11.25.2008

Thank goodness

I think ahead to Thanksgiving and a family tradition of going around the table and saying something that we are thankful for since the previous Thanksgiving. Though I know that I have much more to be thankful for than nearly all of my previous Thanksgivings, I don't know where to start. I have gone through so much since November 29th, 2007. There have been the highest highs and the lowest lows. A year ago I was 2 weeks from popping the question, looking to move out West, preparing to finish my degree, and contemplating whether I should move up the FedEx ladder or start a new career. Now I'm single, still living in Champaign-Urbana, further from my degree than ever, and struggling against bureaucracy to get my old job at FedEx.

I don't say all of this to gather pity, because I've earned more than I've lost, I think. On the other hand, I'm not bragging about how much I've done and what I've experienced. I'm trying to figure out how I'm supposed to thank God for all of the good things when He was responsible for the bad things, too. I believe that He does it all. I feel like I need to thank Him for the bad things. Though, somehow it seems wrong to rejoice for my mother's breast cancer or Rebecca leaving me. But aren't all of these things connected? Don't they all go back to a loving God who does all of this according to His will that we should also aspire to? If I'm to live in accord with His will, then shouldn't all of it be divine? "This is the day that the Lord hath made/Let us rejoice and be glad in it/This is the day/This is the day/That the Lord hath made"
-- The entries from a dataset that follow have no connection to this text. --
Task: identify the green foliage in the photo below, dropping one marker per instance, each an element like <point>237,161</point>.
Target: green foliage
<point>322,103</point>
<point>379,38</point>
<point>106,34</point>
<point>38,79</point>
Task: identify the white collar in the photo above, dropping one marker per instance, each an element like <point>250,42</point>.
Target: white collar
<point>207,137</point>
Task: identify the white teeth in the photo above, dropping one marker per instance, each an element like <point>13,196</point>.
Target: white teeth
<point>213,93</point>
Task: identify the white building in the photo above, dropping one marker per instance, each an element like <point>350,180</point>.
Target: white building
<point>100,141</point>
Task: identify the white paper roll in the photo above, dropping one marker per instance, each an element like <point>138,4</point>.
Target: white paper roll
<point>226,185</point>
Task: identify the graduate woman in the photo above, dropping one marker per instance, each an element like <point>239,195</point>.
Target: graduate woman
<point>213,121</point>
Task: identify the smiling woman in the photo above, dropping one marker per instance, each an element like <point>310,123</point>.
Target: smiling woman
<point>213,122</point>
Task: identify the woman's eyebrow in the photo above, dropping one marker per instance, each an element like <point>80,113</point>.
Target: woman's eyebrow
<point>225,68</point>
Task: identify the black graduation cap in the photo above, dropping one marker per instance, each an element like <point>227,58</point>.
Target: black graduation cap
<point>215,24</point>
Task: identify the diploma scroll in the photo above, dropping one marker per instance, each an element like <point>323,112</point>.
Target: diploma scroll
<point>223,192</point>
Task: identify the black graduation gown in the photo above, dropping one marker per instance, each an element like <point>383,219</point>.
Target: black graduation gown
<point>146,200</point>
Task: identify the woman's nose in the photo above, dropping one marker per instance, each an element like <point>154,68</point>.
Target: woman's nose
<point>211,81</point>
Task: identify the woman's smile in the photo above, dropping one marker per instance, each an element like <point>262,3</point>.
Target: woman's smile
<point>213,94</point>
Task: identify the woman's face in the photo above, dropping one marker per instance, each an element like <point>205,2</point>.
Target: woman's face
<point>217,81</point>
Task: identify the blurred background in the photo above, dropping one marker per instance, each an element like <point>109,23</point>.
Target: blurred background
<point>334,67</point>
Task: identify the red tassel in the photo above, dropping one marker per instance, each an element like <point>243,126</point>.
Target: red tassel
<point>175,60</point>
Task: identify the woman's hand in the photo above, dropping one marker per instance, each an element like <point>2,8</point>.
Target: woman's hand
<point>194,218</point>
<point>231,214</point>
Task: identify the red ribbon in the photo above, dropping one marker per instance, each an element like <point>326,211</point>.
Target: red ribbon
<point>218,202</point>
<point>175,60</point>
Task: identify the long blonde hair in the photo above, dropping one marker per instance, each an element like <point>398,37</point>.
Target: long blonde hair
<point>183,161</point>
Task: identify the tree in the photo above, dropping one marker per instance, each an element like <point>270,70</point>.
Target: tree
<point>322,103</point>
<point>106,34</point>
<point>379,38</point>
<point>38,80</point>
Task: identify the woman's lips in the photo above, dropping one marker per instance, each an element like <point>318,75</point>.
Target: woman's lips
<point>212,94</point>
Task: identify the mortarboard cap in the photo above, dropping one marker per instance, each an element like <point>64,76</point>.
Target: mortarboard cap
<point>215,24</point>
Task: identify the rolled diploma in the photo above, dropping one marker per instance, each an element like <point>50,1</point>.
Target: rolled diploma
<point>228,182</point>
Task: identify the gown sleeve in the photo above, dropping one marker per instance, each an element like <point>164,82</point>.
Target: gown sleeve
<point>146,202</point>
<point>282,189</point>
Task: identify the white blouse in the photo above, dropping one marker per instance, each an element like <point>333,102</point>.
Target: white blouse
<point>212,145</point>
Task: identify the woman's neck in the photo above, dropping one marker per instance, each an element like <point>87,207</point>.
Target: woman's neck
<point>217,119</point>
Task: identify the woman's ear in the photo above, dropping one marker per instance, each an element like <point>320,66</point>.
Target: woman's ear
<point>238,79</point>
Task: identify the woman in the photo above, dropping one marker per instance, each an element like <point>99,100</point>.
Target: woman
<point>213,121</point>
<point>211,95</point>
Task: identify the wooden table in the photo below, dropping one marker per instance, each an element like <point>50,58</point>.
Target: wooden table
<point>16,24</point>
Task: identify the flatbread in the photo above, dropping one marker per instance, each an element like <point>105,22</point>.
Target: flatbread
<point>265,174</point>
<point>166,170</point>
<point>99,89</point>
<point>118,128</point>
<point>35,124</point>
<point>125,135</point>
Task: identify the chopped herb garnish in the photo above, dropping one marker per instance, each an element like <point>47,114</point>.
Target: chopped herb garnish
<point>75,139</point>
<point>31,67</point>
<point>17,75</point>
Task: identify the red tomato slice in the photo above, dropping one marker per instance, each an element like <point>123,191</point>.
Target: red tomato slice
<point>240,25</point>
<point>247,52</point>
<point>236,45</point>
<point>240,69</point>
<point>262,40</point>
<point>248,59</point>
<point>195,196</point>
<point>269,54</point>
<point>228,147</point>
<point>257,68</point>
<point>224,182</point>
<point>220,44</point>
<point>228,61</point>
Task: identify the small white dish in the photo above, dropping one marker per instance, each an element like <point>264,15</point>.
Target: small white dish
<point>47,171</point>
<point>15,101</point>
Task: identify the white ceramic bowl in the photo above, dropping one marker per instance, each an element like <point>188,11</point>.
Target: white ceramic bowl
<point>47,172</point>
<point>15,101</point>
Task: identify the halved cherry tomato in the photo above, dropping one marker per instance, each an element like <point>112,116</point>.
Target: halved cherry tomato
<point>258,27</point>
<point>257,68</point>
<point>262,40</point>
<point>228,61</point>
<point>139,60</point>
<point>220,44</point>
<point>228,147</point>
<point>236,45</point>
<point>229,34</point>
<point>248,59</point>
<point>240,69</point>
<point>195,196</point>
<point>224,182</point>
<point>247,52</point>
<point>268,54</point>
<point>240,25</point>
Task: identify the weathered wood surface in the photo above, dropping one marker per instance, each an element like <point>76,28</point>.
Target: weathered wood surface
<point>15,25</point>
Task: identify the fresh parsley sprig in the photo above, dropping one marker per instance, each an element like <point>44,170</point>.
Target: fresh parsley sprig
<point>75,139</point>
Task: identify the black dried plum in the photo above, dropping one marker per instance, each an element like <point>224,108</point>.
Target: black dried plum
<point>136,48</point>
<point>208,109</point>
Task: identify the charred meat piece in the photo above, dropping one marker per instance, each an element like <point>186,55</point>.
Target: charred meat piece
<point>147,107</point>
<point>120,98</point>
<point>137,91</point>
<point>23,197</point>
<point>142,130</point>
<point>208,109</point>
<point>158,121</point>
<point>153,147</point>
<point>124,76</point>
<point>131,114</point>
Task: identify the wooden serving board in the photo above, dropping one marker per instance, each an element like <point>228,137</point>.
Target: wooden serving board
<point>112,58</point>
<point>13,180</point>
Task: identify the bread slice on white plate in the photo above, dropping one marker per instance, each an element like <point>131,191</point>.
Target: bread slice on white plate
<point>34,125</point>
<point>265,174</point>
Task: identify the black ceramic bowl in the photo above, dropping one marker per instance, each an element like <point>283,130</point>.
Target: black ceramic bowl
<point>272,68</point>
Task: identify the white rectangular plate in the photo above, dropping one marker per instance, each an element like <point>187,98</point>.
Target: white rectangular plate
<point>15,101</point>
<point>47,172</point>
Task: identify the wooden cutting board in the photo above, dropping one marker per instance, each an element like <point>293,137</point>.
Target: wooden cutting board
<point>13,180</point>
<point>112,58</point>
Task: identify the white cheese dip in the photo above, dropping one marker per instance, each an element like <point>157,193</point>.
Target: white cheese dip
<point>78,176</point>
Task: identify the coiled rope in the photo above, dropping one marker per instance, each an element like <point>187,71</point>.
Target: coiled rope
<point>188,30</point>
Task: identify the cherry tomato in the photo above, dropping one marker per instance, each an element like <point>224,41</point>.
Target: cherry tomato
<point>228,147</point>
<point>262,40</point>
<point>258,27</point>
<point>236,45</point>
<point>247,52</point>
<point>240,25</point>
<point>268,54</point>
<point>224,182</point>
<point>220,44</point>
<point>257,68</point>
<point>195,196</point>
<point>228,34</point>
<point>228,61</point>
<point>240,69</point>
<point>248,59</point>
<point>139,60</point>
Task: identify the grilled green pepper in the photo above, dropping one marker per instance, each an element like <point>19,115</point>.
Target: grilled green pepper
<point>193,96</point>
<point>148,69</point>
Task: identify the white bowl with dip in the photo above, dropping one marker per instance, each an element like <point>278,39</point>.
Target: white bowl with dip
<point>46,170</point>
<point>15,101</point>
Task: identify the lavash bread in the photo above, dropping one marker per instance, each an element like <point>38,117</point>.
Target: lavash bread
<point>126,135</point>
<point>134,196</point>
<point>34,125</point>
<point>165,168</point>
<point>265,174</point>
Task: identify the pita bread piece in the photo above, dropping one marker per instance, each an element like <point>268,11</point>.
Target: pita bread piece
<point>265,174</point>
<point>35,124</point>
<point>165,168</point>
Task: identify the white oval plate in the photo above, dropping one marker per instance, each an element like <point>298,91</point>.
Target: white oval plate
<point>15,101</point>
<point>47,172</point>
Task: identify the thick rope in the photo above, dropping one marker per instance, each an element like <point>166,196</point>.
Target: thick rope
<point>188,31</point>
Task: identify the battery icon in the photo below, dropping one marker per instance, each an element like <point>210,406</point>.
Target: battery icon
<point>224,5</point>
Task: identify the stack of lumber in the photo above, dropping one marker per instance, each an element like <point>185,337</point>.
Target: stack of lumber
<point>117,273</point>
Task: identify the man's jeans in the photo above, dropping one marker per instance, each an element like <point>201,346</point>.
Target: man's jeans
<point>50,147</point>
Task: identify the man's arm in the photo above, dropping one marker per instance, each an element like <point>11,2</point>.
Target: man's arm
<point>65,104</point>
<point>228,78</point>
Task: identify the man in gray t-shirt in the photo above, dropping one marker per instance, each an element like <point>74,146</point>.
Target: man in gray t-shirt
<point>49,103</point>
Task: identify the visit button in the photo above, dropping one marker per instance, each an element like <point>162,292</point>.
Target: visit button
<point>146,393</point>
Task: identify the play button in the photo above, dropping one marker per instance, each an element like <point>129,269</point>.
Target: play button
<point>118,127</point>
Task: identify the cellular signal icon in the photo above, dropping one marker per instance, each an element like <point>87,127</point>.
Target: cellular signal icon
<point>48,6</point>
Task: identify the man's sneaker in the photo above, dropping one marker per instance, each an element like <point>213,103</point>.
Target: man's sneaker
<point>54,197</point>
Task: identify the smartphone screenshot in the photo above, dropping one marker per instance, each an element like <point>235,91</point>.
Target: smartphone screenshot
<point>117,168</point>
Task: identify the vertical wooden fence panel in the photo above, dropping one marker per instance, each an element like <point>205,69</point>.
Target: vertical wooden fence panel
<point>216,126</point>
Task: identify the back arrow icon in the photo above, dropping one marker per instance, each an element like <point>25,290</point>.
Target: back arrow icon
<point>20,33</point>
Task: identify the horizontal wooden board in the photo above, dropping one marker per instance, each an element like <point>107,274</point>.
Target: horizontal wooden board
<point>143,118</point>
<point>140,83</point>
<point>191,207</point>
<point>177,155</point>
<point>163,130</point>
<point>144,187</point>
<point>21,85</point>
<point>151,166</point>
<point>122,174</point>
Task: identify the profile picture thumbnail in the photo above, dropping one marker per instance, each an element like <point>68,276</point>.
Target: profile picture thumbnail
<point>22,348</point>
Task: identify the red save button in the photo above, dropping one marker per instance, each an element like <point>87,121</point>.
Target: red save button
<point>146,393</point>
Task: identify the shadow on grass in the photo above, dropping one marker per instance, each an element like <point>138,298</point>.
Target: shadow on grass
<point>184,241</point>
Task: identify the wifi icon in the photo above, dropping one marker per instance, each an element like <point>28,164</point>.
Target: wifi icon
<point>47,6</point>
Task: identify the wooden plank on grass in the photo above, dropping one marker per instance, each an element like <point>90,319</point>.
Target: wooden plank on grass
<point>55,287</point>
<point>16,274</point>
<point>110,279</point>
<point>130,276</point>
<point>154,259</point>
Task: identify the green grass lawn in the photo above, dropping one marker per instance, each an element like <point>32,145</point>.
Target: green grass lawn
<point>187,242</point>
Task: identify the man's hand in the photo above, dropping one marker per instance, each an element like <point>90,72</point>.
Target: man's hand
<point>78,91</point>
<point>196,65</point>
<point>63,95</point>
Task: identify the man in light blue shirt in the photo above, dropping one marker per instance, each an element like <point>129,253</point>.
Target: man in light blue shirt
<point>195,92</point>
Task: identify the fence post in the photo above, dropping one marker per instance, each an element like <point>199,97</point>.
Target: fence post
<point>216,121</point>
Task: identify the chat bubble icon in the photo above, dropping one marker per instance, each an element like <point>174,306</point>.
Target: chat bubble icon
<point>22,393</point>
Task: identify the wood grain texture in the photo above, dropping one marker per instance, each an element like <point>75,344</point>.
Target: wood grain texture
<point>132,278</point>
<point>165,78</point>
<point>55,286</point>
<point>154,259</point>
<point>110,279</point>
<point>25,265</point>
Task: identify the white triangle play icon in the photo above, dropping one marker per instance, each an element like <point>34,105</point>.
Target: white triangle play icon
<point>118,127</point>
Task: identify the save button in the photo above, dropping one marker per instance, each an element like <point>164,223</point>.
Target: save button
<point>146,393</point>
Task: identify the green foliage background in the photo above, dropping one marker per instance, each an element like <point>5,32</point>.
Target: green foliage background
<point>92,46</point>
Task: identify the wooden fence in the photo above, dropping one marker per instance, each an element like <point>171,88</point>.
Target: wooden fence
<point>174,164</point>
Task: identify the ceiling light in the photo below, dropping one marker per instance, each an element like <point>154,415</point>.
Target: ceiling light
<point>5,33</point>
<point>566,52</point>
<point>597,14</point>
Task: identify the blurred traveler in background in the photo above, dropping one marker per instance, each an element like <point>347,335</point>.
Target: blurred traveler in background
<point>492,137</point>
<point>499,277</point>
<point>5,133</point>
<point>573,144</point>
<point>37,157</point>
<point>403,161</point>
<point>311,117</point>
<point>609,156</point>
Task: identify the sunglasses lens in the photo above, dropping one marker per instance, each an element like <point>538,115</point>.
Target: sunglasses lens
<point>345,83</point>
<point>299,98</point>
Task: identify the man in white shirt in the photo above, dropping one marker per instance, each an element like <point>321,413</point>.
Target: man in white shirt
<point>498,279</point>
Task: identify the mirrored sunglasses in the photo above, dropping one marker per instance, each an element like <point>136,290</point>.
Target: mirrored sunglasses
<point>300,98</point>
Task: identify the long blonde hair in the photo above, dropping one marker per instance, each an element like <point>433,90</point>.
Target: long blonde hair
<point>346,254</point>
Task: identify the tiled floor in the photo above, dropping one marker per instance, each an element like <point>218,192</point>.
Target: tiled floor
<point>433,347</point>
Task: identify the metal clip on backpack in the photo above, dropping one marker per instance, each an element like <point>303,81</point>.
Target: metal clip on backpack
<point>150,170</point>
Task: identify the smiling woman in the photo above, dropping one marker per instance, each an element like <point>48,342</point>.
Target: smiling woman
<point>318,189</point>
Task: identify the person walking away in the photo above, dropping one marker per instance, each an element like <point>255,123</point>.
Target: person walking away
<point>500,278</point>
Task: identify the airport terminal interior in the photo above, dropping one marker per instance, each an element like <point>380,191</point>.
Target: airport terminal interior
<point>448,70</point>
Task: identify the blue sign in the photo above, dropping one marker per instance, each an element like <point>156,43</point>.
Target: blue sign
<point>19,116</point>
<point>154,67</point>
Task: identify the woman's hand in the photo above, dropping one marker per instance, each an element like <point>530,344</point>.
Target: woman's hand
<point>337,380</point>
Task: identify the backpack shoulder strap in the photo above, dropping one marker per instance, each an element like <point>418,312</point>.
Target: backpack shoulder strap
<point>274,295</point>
The poet John Berryman offers the perspective that comes closest to answering my question, though it doesn't satisfy me:

From Minnesota Thanksgiving

For that free Grace bringing us past great risks
& thro' great griefs surviving to this feast
sober & still, with children unborn and born,
among brave friends, Lord, we stand again in debt
and find ourselves in the glad position: Gratitude.


So, I guess I'll just have to say that this year I'm thankful that I survived. I'm thankful that my wings did neither burn nor weigh me down



yet.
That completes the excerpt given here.